La menta fresca es una de las hierbas aromáticas más populares en nuestras cocinas. Aporta un aroma intenso y sabores únicos a platos, infusiones e incluso cócteles como el mojito. Sin embargo, una vez recolectada, la planta pierde rápidamente su frescura. Sus tallos y hojas se estropean rápidamente, sobre todo si no se respetan las condiciones de conservación.
Entonces, ¿cómo conservar bien la menta fresca para aprovechar al máximo su fragancia y sus beneficios? Existen varios métodos: en el frigorífico, en el congelador, secándola o en forma de cubitos de hielo. Cada técnica tiene sus ventajas y limitaciones.
Índice de Contenido
Las principales formas de conservar la menta
Conservar la menta en el frigorífico
El frigorífico es la primera opción para conservar un manojo de menta fresca. Aquí tienes dos métodos eficaces:
- En agua: coloca los ramilletes de menta como si fueran flores en un tarro o plato lleno de un poco de agua.

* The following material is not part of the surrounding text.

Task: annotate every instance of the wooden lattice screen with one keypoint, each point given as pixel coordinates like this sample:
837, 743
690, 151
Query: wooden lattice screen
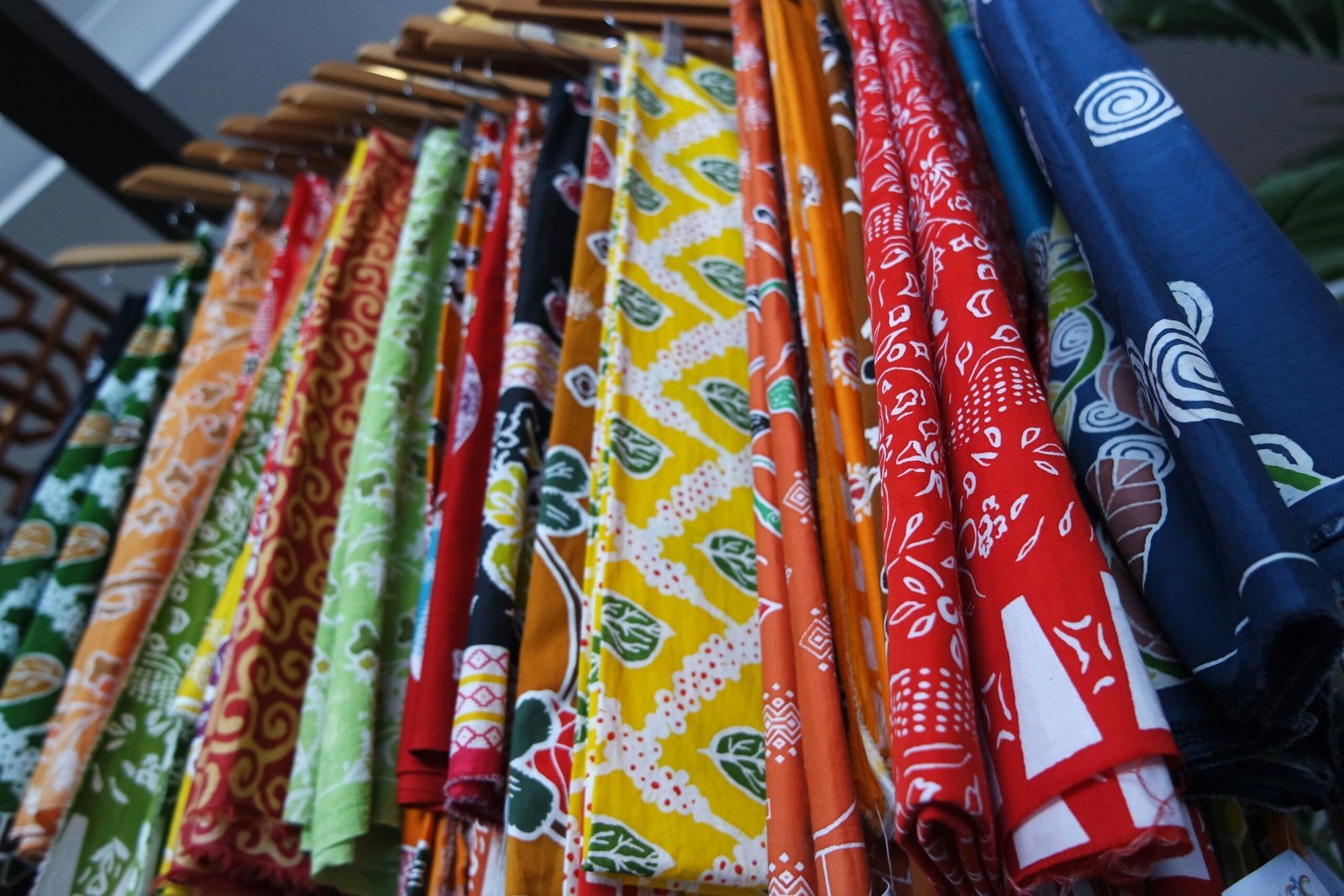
50, 329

Puedes cubrirlos con film de plástico perforado para mantenerlos húmedos.
- Envasado en húmedo: envuelva los tallos en un paño limpio ligeramente rociado con agua y, a continuación, introdúzcalos en una bolsa perforada.
Con estas técnicas, la frescura se mantiene durante varios días. No obstante, hay que tener cuidado de no dejar demasiada humedad, ya que favorece la aparición de moho.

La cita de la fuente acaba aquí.